How CVE-2025-20701 can be exploited
Apple's advisory describes a chain that requires only proximity: "An attacker within Bluetooth range may be able to listen through the microphone of a device which is not yet paired and actively seeking pair requests." The vulnerability can lead to "remote escalation of privilege without requiring any additional execution privileges or user interaction," the company said. In short, the exploit does not require the targeted device to accept pairing prompts or otherwise interact with the attacker beyond being within Bluetooth range.
ERNW's Airoha SoC research and the broader set of flaws
Details of the Airoha-family problems first emerged in June 2025 when ERNW GmbH researchers Dennis Heinze and Frieder Steinmetz flagged CVE-2025-20701 alongside two companion flaws, CVE-2025-20700 and CVE-2025-20702, at the TROOPERS security conference in Germany. The researchers wrote that "in most cases, these vulnerabilities allow attackers to fully take over the headphones via Bluetooth. No authentication or pairing is required," and that the vulnerabilities can be triggered via Bluetooth BR/EDR or Bluetooth Low Energy (BLE).
ERNW noted the range of capability the flaws grant: "Being in Bluetooth range is the only precondition. It is possible to read and write the device’s RAM and flash." The researchers also warned those capabilities let attackers "hijack established trust relationships with other devices, such as the phone paired to the headphones," enabling multiple attack scenarios. Jabra deployed similar patches in December 2025 for its affected products.
Parallel: Paradigm Shift's usbliter8 SecureROM exploit on A12 and A13
Separately, Paradigm Shift disclosed a novel SecureROM (BootROM) vulnerability impacting Apple A12 and A13 chips and published a proof-of-concept exploit codenamed usbliter8. The company said the exploit "leverages both a hardware bug in the USB controller and a specific configuration flaw present in the device firmware." Paradigm Shift described a technical path to code execution that begins with the USB controller's handling of SETUP and OUT packets: the controller stores packet data in a memory buffer and also accepts smaller packets, which the researchers say allows them to trigger a buffer underflow primitive.
Paradigm Shift stated the result is effectively a way to inject and execute malicious code under certain conditions. The firm emphasized the likely hardware root cause: "The problem... is likely rooted in the USB controller hardware itself, not in Apple's software." The researchers compared usbliter8 to checkm8 and warned that "even on more recent SecureROM generations, including those protected by Pointer Authentication, subtle hardware bugs can still be leveraged to achieve full code execution and break the chain of trust."
Paradigm Shift confirmed that A11 is not susceptible, while A12 and A13 are. The company said A14 and later generations appear to configure the USB DART correctly in SecureROM, "making the vulnerability unexploitable" on those chips. Paradigm Shift also cautioned that although usbliter8 "doesn't affect SEP itself, it opens up wider attack vectors to compromise the Secure Enclave." The firm recommended that affected users consider hardware migration as the most effective mitigation: "migrating to newer hardware remains the most effective mitigation."

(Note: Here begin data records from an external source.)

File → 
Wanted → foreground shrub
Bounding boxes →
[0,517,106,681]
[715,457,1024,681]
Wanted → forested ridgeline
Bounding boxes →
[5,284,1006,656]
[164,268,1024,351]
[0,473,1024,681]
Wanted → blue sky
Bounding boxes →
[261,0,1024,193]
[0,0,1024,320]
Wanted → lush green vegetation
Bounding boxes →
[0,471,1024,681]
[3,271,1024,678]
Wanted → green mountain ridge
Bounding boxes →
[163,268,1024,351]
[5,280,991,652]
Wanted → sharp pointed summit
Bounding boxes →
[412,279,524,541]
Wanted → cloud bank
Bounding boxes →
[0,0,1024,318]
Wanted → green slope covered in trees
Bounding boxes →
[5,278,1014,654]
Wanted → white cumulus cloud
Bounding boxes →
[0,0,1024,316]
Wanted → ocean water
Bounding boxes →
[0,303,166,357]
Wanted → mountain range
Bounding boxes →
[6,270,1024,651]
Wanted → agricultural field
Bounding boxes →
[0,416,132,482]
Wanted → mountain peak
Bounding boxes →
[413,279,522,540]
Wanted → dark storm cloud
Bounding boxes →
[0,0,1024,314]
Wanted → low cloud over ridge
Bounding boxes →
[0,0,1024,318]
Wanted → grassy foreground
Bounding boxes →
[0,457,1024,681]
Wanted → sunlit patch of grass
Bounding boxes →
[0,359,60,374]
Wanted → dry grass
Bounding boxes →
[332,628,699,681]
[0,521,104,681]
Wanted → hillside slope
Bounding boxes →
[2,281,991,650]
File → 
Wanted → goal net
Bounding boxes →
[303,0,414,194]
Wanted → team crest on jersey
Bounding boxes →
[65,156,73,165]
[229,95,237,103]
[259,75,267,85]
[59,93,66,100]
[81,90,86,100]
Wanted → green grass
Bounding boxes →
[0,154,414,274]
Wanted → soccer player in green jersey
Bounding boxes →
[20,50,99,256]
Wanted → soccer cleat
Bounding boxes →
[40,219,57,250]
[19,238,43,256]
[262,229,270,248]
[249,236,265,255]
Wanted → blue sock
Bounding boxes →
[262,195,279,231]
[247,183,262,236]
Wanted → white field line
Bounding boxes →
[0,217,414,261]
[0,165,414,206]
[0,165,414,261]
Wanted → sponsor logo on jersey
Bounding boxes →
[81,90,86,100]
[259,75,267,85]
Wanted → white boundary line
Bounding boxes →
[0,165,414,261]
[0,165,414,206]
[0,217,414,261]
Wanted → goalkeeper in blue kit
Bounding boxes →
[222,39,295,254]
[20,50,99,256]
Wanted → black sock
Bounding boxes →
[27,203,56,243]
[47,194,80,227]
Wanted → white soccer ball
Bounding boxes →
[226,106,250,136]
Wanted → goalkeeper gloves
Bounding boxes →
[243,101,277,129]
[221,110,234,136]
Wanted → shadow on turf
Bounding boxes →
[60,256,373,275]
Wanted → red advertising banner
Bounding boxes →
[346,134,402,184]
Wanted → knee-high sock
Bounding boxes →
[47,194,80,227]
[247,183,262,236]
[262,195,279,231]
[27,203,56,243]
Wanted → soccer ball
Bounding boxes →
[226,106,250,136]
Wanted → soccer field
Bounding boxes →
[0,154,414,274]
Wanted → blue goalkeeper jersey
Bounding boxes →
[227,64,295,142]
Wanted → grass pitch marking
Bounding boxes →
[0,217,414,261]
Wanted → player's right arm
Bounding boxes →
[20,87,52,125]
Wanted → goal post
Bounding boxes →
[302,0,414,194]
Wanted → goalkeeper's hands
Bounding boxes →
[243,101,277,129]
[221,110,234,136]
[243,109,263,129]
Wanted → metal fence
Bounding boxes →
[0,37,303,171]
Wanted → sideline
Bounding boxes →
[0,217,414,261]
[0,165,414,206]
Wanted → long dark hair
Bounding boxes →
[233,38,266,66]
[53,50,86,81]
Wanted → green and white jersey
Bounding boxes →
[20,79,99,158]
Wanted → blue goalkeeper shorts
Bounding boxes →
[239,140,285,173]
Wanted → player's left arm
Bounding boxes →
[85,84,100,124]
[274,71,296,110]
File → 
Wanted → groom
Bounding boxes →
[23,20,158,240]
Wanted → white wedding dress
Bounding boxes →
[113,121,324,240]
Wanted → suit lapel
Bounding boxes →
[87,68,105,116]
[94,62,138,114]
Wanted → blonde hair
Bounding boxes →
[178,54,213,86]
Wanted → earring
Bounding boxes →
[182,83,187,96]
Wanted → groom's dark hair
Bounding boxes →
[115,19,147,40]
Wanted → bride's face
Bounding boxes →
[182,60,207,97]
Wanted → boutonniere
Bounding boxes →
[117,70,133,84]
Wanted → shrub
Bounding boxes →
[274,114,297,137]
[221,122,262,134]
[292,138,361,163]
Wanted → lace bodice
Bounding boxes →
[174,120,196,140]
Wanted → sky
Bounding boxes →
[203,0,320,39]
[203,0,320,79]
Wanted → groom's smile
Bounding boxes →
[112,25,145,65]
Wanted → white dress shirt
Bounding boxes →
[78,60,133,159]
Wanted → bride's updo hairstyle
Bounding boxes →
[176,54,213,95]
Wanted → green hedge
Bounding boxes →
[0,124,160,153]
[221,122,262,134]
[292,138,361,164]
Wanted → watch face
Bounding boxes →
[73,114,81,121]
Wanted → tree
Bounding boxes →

What this means for technologists, end users, and procurement leaders
- Technologists and security teams: apply Beats Firmware Update 1B211 to affected Studio Buds devices and review inventories for other Airoha-based peripherals; note ERNW's reporting that these vulnerabilities can allow reading and writing of RAM and flash and can be triggered via BR/EDR or BLE.
- End users and the general public: users of Beats Studio Buds should install Firmware 1B211 promptly to close an exploit path that can enable remote listening without pairing consent.
- Procurement and device managers: consider vendor provenance for Bluetooth audio SoCs and track remediation timelines—Jabra issued similar patches in December 2025, and Apple has patched Beats Studio Buds with 1B211.
Two threads run through these disclosures. One is firmware-level: vendors must push and users must apply updates such as Beats Firmware 1B211 to neutralize active pairing and microphone-exposure paths. The other is architectural: vulnerabilities rooted in immutable hardware or SecureROM code, like Paradigm Shift's usbliter8 affecting A12 and A13, can persist beyond software updates and, as the researchers stated, make newer hardware migration the most effective mitigation. For now, Apple has issued the Beats firmware update and Paradigm Shift has published technical findings and a PoC; affected users and administrators have concrete patches and hard decisions to act on.